Aturan "Tidak Mewajibkan dan Tidak Melarang Jilbab" Tak Bertentangan dengan Tujuan Pendidikan

Walikota Pariaman menganggap SKB 3 Menteri dianggap bertentangan dengan Undang-Undang Nomor 20 Tahun 2003 tentang Sistem Pendidikan Nasional.  Menurut UU itu, katanya, tujuan pendidikan menciptakan peserta didik yang beriman dan bertaqwa kepada Tuhan Yang Maha Esa. Karena itu SKB tersebut harus ditolak.

"Saya siap berdiskusi.
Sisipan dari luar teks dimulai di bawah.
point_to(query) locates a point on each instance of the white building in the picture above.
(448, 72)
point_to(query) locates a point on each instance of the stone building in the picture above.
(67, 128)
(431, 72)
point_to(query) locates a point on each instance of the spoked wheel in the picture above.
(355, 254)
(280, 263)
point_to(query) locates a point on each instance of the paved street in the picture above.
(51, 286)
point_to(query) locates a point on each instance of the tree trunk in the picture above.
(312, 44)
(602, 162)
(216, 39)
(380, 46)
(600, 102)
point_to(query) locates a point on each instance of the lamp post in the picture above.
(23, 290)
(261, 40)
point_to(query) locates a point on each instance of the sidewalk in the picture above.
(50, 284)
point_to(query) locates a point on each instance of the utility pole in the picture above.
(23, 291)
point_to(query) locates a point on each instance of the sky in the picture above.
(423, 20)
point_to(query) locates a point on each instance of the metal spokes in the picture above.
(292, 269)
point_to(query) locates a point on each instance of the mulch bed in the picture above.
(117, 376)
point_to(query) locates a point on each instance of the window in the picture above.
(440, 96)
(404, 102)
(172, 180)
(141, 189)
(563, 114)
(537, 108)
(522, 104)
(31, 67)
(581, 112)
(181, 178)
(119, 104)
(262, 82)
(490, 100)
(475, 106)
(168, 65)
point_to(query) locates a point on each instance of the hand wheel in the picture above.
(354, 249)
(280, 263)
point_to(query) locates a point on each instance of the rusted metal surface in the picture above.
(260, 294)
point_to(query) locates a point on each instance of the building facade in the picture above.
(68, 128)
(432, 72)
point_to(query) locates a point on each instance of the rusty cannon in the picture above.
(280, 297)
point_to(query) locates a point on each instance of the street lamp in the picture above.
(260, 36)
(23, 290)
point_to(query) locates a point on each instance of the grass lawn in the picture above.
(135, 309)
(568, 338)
SKB 3 Menteri ini tidak cocok diterapkan, karena seolah-olah memisahkan antara kehidupan beragama dengan sekolah" [1] Itu argumen Walikota Pariaman.

Sebaiknya setiap bupati/walikota membaca UU 20/2003 dengan cermat.  Saya kutipkan Pasal 3 yang dinukil Walikota Pariaman: "Pendidikan nasional berfungsi mengembangkan kemampuan dan membentuk watak serta peradaban bangsa yang bermartabat dalam rangka mencerdaskan kehidupan bangsa, bertujuan untuk berkembangnya potensi peserta didik agar menjadi manusia yang beriman dan bertakwa kepada Tuhan Yang Maha Esa, berakhlak mulia, sehat, berilmu, cakap, kreatif, mandiri, dan menjadi warga negara yang demokratis serta bertanggung jawab." [2]

Walikota Pariaman membuat sendiri frasa "tujuan pendidikan menciptakan peserta didik yang beriman dan bertaqwa kepada Tuhan Yang Maha Esa." Itu artinya menukil frasa dari satu pasal UU untuk membenarkan pikiran dan tindakan atau kebijakannya.  

Bagian yang harus diutamakan dalam Pasal 3 itu adalah fungsi pendidikan yaitu "mengembangkan kemampuan dan membentuk watak serta peradaban bangsa yang bermartabat dalam rangka mencerdaskan kehidupan bangsa." Penggal kedua pasal itu -- yaitu "berkembangnya potensi peserta didik agar menjadi manusia yang beriman dan bertakwa kepada Tuhan Yang Maha Esa, berakhlak mulia, sehat, berilmu, cakap, kreatif, mandiri, dan menjadi warga negara yang demokratis serta bertanggung jawab" -- adalah keluaran dari pelaksanaan fungsi pendidikan.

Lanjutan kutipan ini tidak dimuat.